É bom ser fã de escritores. Meu irmão é fã de muitas cantoras, e as segue em várias redes sociais. Quase todas usam a internet apenas para divulgar turnês, e quando escrevem algo maior normalmente é sem graça e feito por assessores. Os sites pessoais servem só para confirmar datas e locais de shows. Já os escritores ganham a vida escrevendo. Colocam suas opiniões no papel. Nem todos tem sites e redes sociais, mas os que tem que eu conheço interagem bastante com os fãs e são bem prolíficos. Participam de podcasts e entrevistas. E dentre estes o Gaiman é um dos mais ativos. Tem um blog, um twitter e um tumblr que atualiza com frequência. E nem lembro em qual deles que ele soltou a notícia que teria livros novos lançados este ano. Mas desde que ela saiu os fãs ficaram empolgados.
Neil Gaiman não se prende a uma mídia só. Ele escreveu quadrinhos, livros, séries de TV, músicas… Isto é bom porque sempre o vemos em um lugar diferente. Mas também significa que sua produção é dividida entre mídias. Seu último livro não voltado para crianças é Os Filhos de Anansi, de 2005. E as novidades saíram a conta-gotas, até o momento em que ele liberou os três primeiros capítulos no ebook gratuito How to Talk to Girls at Parties. A partir daí foi uma difícil espera até dia 18, quando foi finalmente lançado.
A história é a seguinte: um homem sai do velório do seu pai e fica vagando de carro. Ele passa pela casa onde cresceu, e decide ir por uma estrada de chão até uma antiga fazenda. Lá ele se encontra com a velhinha proprietária da fazenda, senta em frente a uma lagoa e começa a lembrar de acontecimentos estranhos da sua infância, que começaram com um suicídio de um inquilino e tem relação íntima com uma família de três mulheres de sobrenome Hempstock que moravam na fazenda.
O livro só tem 192 páginas na versão capa dura, e o fato de ser tão pequeno assusta. Ele começou como uma história curta, que precisava cada vez de mais espaço. Mas nunca abandonou suas raízes, e terminou com um tamanho estranho: parece grande demais para um conto, mas é pequeno comparada com a maioria dos romances. É uma história bem direta e intensa, que não dá tempo ao leitor para respirar. Isto sem usar de ação desenfreada, apenas com uma construção de cenários e pensamentos magnífica.

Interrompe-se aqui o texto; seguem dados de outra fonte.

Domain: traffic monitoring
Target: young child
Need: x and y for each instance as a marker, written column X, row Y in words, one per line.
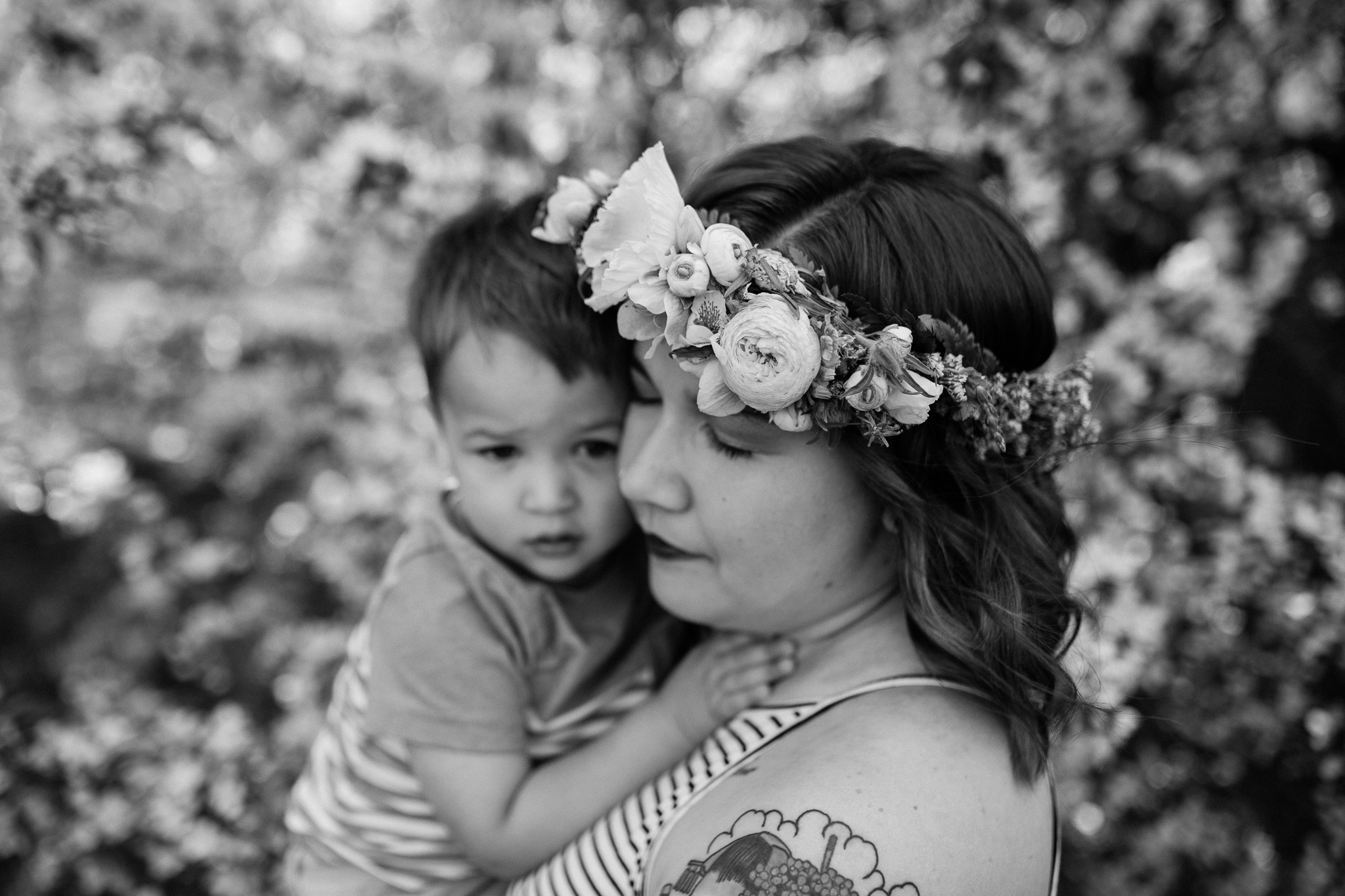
column 499, row 695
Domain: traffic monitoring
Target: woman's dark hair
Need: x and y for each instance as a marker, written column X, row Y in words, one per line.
column 986, row 544
column 485, row 269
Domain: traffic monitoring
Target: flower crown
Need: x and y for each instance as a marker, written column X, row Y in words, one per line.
column 767, row 332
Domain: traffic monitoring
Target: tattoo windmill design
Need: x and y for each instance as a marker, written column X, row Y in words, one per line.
column 762, row 865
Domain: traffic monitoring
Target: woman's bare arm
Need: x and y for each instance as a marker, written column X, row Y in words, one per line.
column 904, row 793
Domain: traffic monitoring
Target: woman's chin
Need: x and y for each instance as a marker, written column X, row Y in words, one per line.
column 688, row 594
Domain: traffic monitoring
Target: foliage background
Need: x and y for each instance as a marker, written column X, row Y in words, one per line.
column 209, row 414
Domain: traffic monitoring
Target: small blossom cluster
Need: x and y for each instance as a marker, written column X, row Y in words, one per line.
column 798, row 878
column 767, row 332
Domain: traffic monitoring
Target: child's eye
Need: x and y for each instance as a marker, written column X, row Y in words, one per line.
column 498, row 453
column 598, row 449
column 724, row 448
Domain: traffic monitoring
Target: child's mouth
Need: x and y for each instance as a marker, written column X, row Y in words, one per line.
column 554, row 545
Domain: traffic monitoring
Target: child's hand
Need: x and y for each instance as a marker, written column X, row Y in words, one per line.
column 720, row 677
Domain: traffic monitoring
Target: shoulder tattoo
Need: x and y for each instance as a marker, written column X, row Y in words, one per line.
column 767, row 855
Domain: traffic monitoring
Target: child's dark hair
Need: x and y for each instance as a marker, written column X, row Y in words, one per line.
column 985, row 543
column 485, row 269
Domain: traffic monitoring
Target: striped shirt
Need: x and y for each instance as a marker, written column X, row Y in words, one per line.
column 612, row 857
column 456, row 651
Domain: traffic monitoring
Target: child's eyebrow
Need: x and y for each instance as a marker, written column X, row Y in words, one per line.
column 489, row 435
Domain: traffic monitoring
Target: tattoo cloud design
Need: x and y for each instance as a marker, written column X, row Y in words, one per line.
column 768, row 855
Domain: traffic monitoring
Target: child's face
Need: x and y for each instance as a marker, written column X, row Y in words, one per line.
column 536, row 456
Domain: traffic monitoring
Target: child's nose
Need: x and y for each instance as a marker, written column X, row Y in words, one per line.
column 550, row 489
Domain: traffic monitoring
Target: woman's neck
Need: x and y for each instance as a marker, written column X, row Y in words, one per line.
column 866, row 641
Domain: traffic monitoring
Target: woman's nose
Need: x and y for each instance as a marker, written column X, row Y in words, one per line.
column 649, row 475
column 549, row 489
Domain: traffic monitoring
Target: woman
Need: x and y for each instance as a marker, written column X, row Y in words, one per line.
column 926, row 585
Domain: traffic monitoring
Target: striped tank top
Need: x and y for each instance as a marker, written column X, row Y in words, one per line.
column 612, row 857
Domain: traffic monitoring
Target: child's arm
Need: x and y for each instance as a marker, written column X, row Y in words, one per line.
column 510, row 817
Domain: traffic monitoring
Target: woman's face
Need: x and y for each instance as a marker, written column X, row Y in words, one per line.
column 749, row 527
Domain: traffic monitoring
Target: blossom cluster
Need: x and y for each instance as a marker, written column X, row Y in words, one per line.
column 767, row 332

Gaiman tem uma escrita mágica. Ele tem o dom raro de ver, não apenas olhar, e transforma sua visão em palavras com maestria. E é este dom que o permite escrever tão bem histórias que lidem com a fronteira tênue entre a realidade e a fantasia, e que se encaixa como uma luva no seu personagem criança. O protagonista tem profundidade e credibilidade quando criança, e a riqueza de sensações e emoções dá o tom necessário de nostalgia e perda que estas histórias precisam.
Embora o autor seja sinônimo de grandes vendas seus fãs sofrem no Brasil. A qualidade técnica do material sempre é boa, mas são caros e de baixa tiragem. Se esgotam rápido e aí passam a custar uma fortuna. Já houve épocas em que Deuses Americanos custava mais de 300 reais. E o salário mínimo era menos de R$500,00. Agora não apenas The Ocean at the End of the Lane foi lançado simultaneamente com o Brasil pela Editora Intrínseca (!) como também é mais barato aqui (!!) e foi lançado como ebook também (!!!). Eu ganhei a edição física nacional da minha namorada, que já foi enviada mas ainda não chegou. Como não consegui aguentar a espera comprei o ebook do livro em inglês (minha conta do Kindle é americana), que foi o que comecei a ler no dia do lançamento Acredito que a tradução esteja boa, e vou reler em português assim que o tiver em mãos.
E para os fãs do escritor: repararam que Hempstock é o sobrenome da Daisy de Stardust e da bruxa Liza dO Livro do Cemitério? Parecem que o Gaiman quer integrar seus livros aos poucos, com detalhes, assim como ele fez com Os Filhos de Anansi e Deuses Americanos. Com a continuação de Deuses Americanos sendo escrita é de se esperar mais referências cruzadas. E enquanto ele não sai O Oceano no Fim do Caminho é uma excelente adição à estante. Belo, profundo e contemplativo como o oceano.